Angiogenesis, the formation of new vessels from the pre-existing vasculature, is one main mechanism of vascularisation during normal and specific physiological processes, such as embryonic development, growth, regeneration, wound healing and formation of corpus luteum and endometrium. Angiogenesis attracted wide interest in the scientific community when the pioneering hypothesis of Judah Folkman in 1971 that tumor progression and metastasis are dependent on angiogenesis (and, as such, cancer could be therapeutically attacked by inhibiting angiogenesis) began to be confirmed by experimental studies since the eighties [4-6]. In fact, inhibition of this process has become a major challenge in the development of new anticancer agents, with more than 40,000 scientific papers published on this subject, and about a hundred anti-angiogenic compounds entered in clinical trials, and numerous others in preclinical development [7-9]. Currently, it is well established that a deregulated and persistent angiogenesis is one of the hallmarks of cancer [10, 11]. Furthermore, there is overwhelming evidence on the involvement of deregulated angiogenesis in many other pathological situations, which are currently described as angiogenesis-dependent diseases . The interest and impact of angiogenesis as a new therapeutical target from the treatment of non-oncological angiogenesis-dependent diseases is well represented by the recent concession of the Lasker-Debakey Clinical Medical Research Award 2010 to Dr. Napoleone Ferrara for the discovery of VEGF as a major mediator of angiogenesis and the development of an effective anti-VEGF therapy for wet macular degeneration, a leading cause of blindness in the elderly . This is a type of age-related macular degeneration, included as a rare disease in the Orphanet website with the Orpha number ORPHA279. Other two examples of A-RDs are POEMS syndrome (ORPHA2905) [14, 15] and Amyotrophic lateral sclerosis (ORPHA803) .
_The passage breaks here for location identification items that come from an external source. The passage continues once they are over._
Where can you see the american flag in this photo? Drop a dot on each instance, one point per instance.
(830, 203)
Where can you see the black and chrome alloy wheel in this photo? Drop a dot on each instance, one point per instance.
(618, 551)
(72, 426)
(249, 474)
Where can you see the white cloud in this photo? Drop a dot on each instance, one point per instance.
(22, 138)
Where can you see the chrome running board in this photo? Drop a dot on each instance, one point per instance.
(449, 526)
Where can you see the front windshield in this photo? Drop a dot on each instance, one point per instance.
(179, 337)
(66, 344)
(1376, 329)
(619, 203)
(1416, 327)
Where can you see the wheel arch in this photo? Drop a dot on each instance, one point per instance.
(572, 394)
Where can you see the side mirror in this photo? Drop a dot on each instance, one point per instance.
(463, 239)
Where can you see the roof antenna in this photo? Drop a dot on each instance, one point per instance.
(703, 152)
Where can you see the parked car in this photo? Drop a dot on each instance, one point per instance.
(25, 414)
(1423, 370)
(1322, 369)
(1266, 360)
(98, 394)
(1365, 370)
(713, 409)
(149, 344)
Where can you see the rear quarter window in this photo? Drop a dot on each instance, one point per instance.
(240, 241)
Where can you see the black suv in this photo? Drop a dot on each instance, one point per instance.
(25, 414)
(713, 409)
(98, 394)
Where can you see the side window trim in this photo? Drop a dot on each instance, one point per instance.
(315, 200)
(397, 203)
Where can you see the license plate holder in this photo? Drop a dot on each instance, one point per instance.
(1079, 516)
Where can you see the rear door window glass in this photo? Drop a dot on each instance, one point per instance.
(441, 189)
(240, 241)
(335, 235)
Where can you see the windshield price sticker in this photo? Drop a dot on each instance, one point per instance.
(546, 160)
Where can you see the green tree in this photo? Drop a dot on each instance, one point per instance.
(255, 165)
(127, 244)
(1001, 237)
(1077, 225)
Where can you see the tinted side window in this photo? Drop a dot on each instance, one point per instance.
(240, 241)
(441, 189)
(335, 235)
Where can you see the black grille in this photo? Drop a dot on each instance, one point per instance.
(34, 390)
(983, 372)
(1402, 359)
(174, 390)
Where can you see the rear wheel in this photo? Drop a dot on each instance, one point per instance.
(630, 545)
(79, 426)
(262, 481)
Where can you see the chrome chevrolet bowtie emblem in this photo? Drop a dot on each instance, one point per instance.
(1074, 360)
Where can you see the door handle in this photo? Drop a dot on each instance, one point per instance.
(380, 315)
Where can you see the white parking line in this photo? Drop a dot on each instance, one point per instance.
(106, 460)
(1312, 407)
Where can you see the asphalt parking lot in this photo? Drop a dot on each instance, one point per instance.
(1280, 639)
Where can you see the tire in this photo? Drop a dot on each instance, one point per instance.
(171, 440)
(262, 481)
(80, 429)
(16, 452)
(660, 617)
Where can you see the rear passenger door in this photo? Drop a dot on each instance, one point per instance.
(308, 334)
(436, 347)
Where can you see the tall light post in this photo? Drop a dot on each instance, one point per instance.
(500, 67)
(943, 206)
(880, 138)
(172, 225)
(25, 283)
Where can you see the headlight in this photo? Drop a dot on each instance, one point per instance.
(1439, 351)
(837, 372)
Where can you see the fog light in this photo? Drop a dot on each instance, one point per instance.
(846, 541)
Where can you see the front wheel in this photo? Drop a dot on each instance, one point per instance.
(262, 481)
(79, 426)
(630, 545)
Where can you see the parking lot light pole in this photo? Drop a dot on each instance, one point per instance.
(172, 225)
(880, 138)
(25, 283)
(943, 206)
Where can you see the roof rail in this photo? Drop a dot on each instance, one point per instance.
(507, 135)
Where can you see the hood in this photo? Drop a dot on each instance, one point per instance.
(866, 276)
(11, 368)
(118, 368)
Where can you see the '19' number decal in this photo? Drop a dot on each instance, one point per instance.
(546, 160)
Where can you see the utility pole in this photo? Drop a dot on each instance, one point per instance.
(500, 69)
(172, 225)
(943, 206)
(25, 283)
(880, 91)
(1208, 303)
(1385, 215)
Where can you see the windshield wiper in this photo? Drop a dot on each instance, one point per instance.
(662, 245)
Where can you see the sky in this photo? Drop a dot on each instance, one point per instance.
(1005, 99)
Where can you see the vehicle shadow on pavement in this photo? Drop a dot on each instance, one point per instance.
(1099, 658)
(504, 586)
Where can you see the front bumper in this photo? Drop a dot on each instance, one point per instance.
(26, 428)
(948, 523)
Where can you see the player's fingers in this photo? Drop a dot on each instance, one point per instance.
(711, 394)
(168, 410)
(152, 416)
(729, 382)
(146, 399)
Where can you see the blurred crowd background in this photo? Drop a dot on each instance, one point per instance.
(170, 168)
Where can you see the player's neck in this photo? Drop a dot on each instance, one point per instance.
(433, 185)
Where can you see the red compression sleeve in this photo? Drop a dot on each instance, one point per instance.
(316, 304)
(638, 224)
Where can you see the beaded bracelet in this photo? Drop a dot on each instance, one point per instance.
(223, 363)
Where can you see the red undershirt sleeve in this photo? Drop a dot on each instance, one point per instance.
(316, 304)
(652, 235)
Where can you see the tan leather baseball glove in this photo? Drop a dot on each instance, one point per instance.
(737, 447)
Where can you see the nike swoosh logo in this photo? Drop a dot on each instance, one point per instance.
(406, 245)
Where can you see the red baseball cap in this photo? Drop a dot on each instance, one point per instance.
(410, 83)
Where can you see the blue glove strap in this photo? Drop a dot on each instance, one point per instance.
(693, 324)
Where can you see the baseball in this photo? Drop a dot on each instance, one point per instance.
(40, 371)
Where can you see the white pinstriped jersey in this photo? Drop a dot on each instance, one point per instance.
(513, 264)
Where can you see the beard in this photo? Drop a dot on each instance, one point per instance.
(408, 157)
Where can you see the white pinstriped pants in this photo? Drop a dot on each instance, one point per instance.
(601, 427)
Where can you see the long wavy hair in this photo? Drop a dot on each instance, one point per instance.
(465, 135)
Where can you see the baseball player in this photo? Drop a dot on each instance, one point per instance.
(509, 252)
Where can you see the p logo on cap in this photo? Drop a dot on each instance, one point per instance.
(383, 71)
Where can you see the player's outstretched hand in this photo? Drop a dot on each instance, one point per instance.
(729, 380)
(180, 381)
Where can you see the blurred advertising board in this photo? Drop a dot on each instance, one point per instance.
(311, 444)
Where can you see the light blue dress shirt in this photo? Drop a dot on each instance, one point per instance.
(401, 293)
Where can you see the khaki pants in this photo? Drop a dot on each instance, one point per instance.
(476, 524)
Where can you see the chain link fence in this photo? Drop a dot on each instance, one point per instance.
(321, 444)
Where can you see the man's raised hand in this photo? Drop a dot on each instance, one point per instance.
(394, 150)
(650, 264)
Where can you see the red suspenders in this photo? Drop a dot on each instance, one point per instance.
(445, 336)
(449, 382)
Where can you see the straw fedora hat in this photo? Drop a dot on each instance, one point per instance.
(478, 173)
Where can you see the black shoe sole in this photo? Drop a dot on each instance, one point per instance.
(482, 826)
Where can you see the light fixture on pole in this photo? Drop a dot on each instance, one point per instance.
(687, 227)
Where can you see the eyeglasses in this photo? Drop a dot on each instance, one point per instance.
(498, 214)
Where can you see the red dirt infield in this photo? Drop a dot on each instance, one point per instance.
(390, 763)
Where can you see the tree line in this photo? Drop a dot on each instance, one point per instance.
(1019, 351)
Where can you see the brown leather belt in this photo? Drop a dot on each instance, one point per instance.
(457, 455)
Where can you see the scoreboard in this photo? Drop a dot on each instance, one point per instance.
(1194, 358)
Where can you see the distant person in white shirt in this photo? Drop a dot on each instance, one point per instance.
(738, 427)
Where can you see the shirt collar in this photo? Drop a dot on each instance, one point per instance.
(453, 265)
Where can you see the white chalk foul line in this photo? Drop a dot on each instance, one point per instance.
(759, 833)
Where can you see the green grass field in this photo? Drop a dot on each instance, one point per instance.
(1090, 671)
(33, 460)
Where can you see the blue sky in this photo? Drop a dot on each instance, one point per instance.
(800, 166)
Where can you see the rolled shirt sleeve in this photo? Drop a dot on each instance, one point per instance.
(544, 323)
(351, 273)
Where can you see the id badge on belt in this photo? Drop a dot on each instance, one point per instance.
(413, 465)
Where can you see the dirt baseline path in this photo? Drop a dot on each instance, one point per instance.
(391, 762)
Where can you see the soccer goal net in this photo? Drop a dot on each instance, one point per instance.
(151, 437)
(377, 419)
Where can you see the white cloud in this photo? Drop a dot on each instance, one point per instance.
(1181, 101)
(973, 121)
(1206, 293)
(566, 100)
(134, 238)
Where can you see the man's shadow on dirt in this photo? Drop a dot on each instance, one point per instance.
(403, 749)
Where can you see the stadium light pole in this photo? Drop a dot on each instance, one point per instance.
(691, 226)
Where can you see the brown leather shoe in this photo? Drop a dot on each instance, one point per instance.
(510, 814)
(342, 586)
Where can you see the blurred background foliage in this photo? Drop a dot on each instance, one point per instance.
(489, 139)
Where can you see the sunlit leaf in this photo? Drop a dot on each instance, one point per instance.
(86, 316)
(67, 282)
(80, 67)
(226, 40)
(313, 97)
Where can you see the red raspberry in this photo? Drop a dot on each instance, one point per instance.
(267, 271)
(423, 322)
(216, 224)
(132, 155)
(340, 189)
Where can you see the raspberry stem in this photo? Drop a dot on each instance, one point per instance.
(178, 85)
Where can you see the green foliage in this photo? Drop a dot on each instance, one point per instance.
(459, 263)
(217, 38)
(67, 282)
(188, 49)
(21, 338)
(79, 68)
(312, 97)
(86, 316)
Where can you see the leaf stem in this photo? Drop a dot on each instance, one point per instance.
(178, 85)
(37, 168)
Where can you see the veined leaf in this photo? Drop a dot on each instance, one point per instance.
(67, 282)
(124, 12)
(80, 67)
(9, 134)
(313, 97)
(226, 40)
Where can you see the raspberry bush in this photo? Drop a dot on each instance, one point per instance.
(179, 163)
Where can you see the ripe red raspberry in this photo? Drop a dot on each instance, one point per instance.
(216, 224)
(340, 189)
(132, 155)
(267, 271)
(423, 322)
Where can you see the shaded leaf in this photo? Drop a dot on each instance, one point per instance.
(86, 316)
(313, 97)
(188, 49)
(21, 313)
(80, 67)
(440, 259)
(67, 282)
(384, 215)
In fact, a number of the so far described rare diseases are infrequent types of neoplasia, most probably related to angiogenesis. Furthermore, many other rare diseases could be related to angiogenesis. However, there is a lack of an exhaustive and systematic review on the topic “angiogenesis related rare diseases”. To contribute to fill this gap is the main aim of the present review. To reach this goal, our group can make use or our previous experience in the management of databases and the implementation of bioinformatics tools [17-19]. As a research group integrated in the Spanish Network of Rare Disease Research (http://www.ciberer.es/index.php?lang=english), we are actively involved in the search of new sources of knowledge in this research area. In the present work, we aim to evaluate how much and what kind of information we are able to uncover in the context of A-RDs. Furthermore, we also evaluate what kind of information contained in Orphanet can be extracted within the frame of our systematic search.